Also known as Pacific rhododendron and California rose-bay, western rhododendron is an attractive shrub with several to many stout branches branching from the base to heights of 1.507 meters high. The evergreen leaves are thick and leathery and dark green and glabrous above and covered by short hairs below. The measure from 10-25 cm long and are narrowly elliptic to elliptic-oblong in outline, tapering to points at both ends. The leaf petioles are short and stout. Leaf arrangement is alternate and crowded towards the ends of the branches. Older leaves tend to drop off.
The flowers are found in close terminal corymbs (See photo above.) with pedicels mesauring 3-4 cm long. The calyx is barely discernable with very shallow, rounded lobes. The corollas are broadly bell-whaped and slightly irregular in shape and size. The corolla measures 2.5-4 cm long with the lobes about equal in length to the tube. The corollas ranged from an attractive rose-color to occasionally all white, speckled with green within the corolla. 10 stamens are present. The capsule measures about 2 cm long.
This is a species well suited to the shade garden west of the Cascades! Underplanted with wood-sorrel, false-lily of the valley, wild ginger, fawn lilies and trilliums, it makes for a quite attractive addition to the forest garden.
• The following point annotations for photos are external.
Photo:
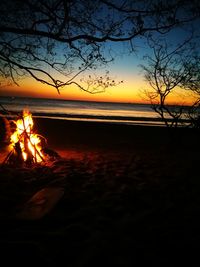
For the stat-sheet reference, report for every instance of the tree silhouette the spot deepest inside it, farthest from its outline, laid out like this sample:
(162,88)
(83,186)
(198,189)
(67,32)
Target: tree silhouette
(56,41)
(170,71)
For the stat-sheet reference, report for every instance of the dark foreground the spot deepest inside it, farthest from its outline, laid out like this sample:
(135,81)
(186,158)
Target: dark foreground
(131,198)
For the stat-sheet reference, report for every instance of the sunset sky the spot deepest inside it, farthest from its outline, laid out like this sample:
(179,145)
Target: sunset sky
(125,67)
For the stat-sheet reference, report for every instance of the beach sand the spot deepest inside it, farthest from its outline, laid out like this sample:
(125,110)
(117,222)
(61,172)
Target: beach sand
(124,196)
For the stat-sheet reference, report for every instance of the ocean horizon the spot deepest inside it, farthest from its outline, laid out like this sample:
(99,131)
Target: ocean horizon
(110,112)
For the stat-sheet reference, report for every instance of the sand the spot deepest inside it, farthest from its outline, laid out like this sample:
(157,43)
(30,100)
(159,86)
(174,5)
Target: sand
(131,197)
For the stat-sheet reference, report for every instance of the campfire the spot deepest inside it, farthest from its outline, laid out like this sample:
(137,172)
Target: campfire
(25,145)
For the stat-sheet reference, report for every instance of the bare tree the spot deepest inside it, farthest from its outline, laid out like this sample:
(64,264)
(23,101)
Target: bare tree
(56,41)
(168,71)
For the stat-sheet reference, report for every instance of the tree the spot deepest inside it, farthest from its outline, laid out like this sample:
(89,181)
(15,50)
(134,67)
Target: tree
(56,41)
(173,71)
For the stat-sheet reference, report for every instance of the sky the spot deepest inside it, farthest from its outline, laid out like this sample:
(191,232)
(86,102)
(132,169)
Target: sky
(124,68)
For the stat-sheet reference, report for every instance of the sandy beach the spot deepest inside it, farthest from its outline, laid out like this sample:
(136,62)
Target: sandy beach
(124,196)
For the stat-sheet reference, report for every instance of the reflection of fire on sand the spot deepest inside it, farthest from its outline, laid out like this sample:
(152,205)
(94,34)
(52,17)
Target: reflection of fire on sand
(26,150)
(40,203)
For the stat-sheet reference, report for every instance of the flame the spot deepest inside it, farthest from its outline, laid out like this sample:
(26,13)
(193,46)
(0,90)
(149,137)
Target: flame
(29,142)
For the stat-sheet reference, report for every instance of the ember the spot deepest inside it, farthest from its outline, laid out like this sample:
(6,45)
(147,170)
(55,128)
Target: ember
(25,144)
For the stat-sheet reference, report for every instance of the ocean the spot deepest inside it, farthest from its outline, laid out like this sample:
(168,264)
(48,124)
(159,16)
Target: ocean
(121,113)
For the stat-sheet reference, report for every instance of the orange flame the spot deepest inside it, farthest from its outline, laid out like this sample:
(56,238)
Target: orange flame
(30,143)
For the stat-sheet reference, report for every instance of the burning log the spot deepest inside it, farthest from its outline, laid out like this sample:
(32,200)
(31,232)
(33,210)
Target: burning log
(25,144)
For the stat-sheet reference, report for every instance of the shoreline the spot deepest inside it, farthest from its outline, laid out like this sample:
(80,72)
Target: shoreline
(127,193)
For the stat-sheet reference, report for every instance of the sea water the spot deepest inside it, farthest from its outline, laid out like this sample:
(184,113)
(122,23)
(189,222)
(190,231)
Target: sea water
(126,113)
Western rhododendron may be found in moist forest thickets from the lowlands up to the middle altitudes in the Cascades and Coast Ranges of Oregon and Washington.
Western rhododendron may be found along the western slope of the Cascade Mts to the coast from British Columbia south to northern California.
In the Columbia River Gorge, it may be found between the elevations of 1200'-4000' from near Larch Mt. east to Wahtum Lake.